The social conservatives' idea that the recent US drop in fertility is the product of "liberalism" makes no sense. There was a far greater decline in the period 1962-67 (prior to the rise of feminism) and then a second one in 1971-76 (during first-wave feminism), but then the rate rebounded and stabilized during the period 1977-2007. The period of decline we're in begins with the Great Recession and reaches bottom during the pandemic. (I'm using CDC data.)
Only one of these drops could reasonably be attributed to social liberalism. The first marks the end of the anomalous Baby Boom and the first wave of easy access to contraception. (A comparably large earlier drop from 1910-1930 may reflect sharp drops in childhood mortality.) To account for the current drop we need to examine the very substantial social changes occurring from 2008 on, including economic uncertainty, rising expectations for parenting, and the spread of virtual culture, including the last's correlation social isolation and delays in dating, sex, and marriage (among many other factors).
The current drop is part of a global drop in fertility rates that includes countries like Russia, Hungary, Kenya, Pakistan, Indonesia, etc. (I'm relying on a site called Macrotrends.) It is clearly not generated by political or social ideology. The likely causes range from drops in childhood mortality together with more available contraception in less developed countries to rises in living standards and virtual culture in more developed ones.

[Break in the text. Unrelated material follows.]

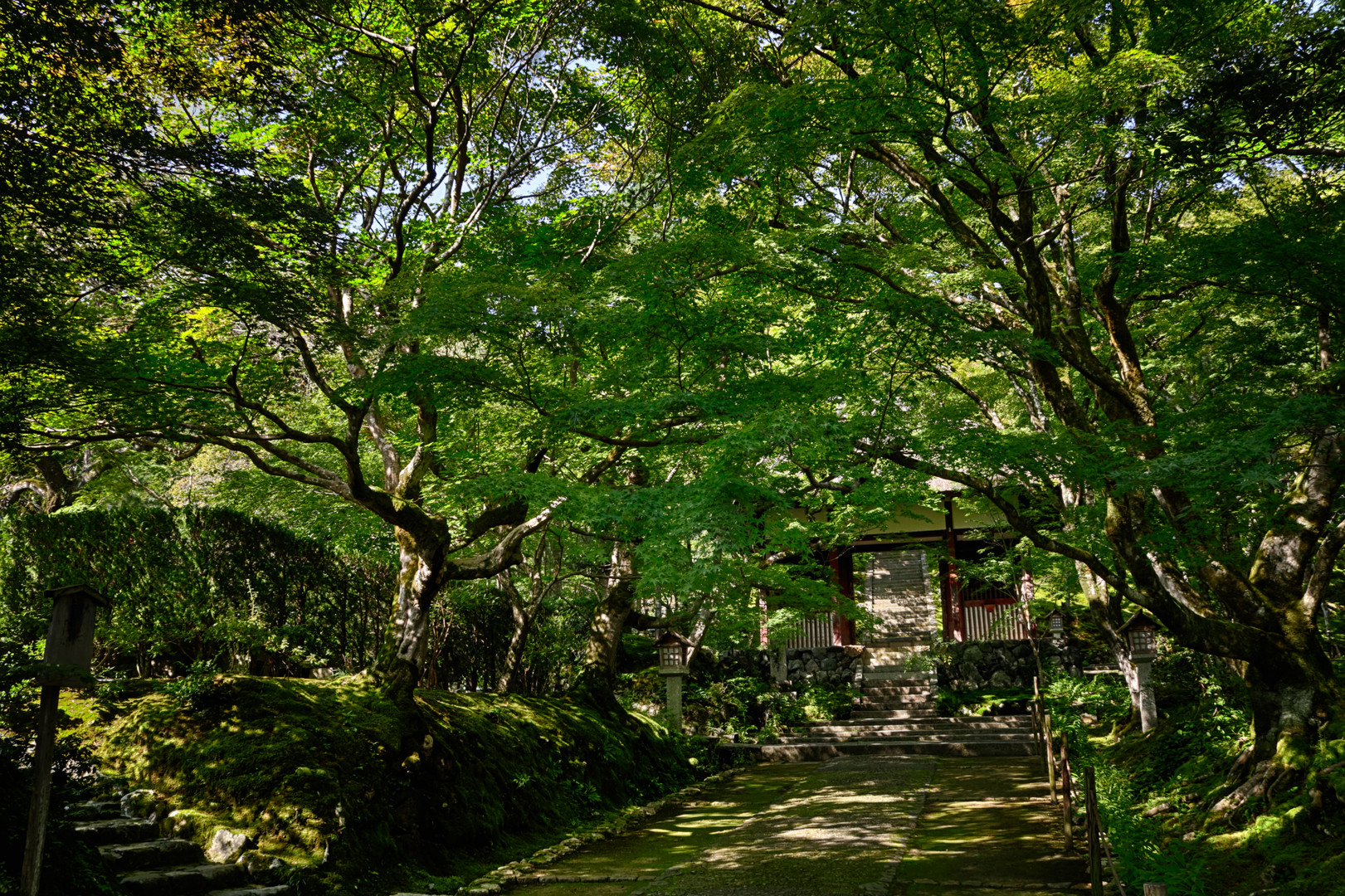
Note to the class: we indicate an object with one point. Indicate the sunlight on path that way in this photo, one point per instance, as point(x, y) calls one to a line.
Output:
point(989, 829)
point(840, 828)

I think the NYTimes piece is clearly superficial, as Ms. Henkel indicates, but the problem is real. From the US perspective, commenter Austin L's point is the key one. After 2030 the US is going to be entirely dependent on immigration to maintain (much less grow) its total population. Working-age population is tightly linked to economic output, and if we allow population to fall we are either betting on AI to replace people *without* causing chaotic social disruption or accepting a future far less opulent than our present (while US declines help buffer negative trends in other countries).
I have a hard time believing that the birth rate with any generation is ever going to equal what it was before the 2000s. That is why not having a net decrease in immigration is so important. It might not happen right away or for several generations, but if America closes its doors to the rest of the world, especially those places where young working-age men and women are immigrating from, it will surely suffer.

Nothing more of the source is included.